Barracuda, an enterprise-grade security solutions provider, recommends customers replace their Email Security Gateway (ESG) regardless of patch version level.
This follows an observed attack targeting a patched zero-day vulnerability. Defect (tracked) CVE-2023-2868) was exploited in October 2022 and remotely patched on May 20, 2023. The attacker’s access to the infected appliance was reportedly blocked by deploying a dedicated script a day later.
According to Barracuda’s first advisory published on June 1st, the discovered vulnerability exists in a module that inspects email attachments. This was updated on June 6th to facilitate ESG replacement.
Read more about email-focused attacks: Microsoft Warns of Increase in Business Email Compromise Attacks
The company determined that this flaw was exploited to gain unauthorized access to a specific subset of ESG appliances. Malware was later discovered on some of these appliances, allowing persistent backdoor access. Evidence of data leakage has also been found on some of the affected devices.
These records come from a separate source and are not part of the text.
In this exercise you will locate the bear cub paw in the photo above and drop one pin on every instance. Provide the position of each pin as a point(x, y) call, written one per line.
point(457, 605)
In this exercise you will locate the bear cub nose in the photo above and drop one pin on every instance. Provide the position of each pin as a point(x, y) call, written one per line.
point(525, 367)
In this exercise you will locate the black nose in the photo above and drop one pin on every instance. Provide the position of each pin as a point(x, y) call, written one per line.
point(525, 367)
Security company incident response team Rapid 7 ESG exploit bugs are also being investigated and made public. blog post Regarding Thursday’s findings.
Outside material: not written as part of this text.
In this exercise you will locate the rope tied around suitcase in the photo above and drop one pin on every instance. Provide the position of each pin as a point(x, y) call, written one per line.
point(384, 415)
The Rapid7 Advisory stated, “The shift from patching to outright replacement of affected devices is rather surprising, as the malware deployed by the attackers somehow achieved persistence at sufficiently low levels that the devices , suggesting that wiping cannot eradicate an attacker’s access.”
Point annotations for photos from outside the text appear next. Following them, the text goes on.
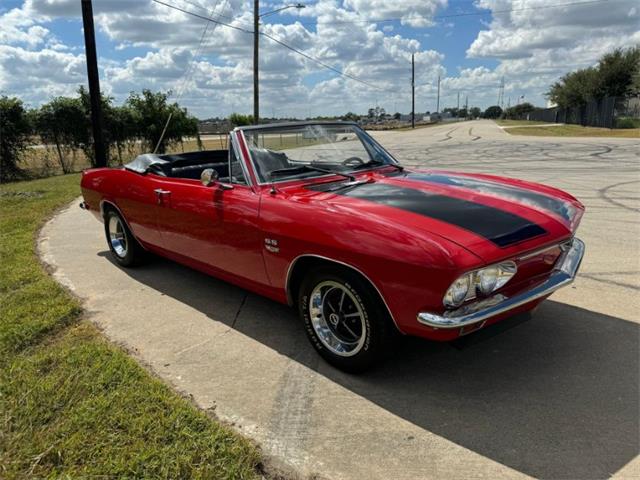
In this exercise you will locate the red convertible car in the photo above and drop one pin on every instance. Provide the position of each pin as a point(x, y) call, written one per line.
point(320, 216)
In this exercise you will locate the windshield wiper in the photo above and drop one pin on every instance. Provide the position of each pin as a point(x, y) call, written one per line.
point(374, 162)
point(307, 168)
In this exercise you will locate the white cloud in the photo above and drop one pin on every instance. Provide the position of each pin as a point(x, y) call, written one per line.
point(154, 45)
point(416, 13)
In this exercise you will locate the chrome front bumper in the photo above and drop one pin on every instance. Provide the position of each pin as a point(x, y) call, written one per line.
point(563, 274)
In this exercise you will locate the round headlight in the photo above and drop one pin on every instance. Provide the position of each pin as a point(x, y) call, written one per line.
point(458, 291)
point(488, 279)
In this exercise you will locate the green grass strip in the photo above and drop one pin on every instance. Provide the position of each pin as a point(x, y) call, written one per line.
point(72, 404)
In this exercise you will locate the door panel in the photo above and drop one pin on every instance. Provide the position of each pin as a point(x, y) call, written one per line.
point(139, 204)
point(214, 226)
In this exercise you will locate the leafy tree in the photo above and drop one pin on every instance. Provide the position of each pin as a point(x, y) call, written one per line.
point(616, 75)
point(151, 113)
point(62, 122)
point(15, 131)
point(350, 116)
point(239, 120)
point(493, 112)
point(575, 89)
point(519, 111)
According to insights shared by John Bambenek, Chief Threat Hunter at Netenrich, customers will find it easier to deal with virtual appliances. The solution in such cases is relatively simple: just provision and configure a new virtual appliance and delete the old virtual appliance.
“People with hardware appliances will have a tough road ahead as they will have to get new devices to replace them,” added Bambeneck.
Barracuda’s update for CVE-2023-2868 comes months after Quarks Lab disclosed that two previously discovered vulnerabilities in the TPM 2.0 library may have affected it . Billions of Internet of Things (IoT) devices.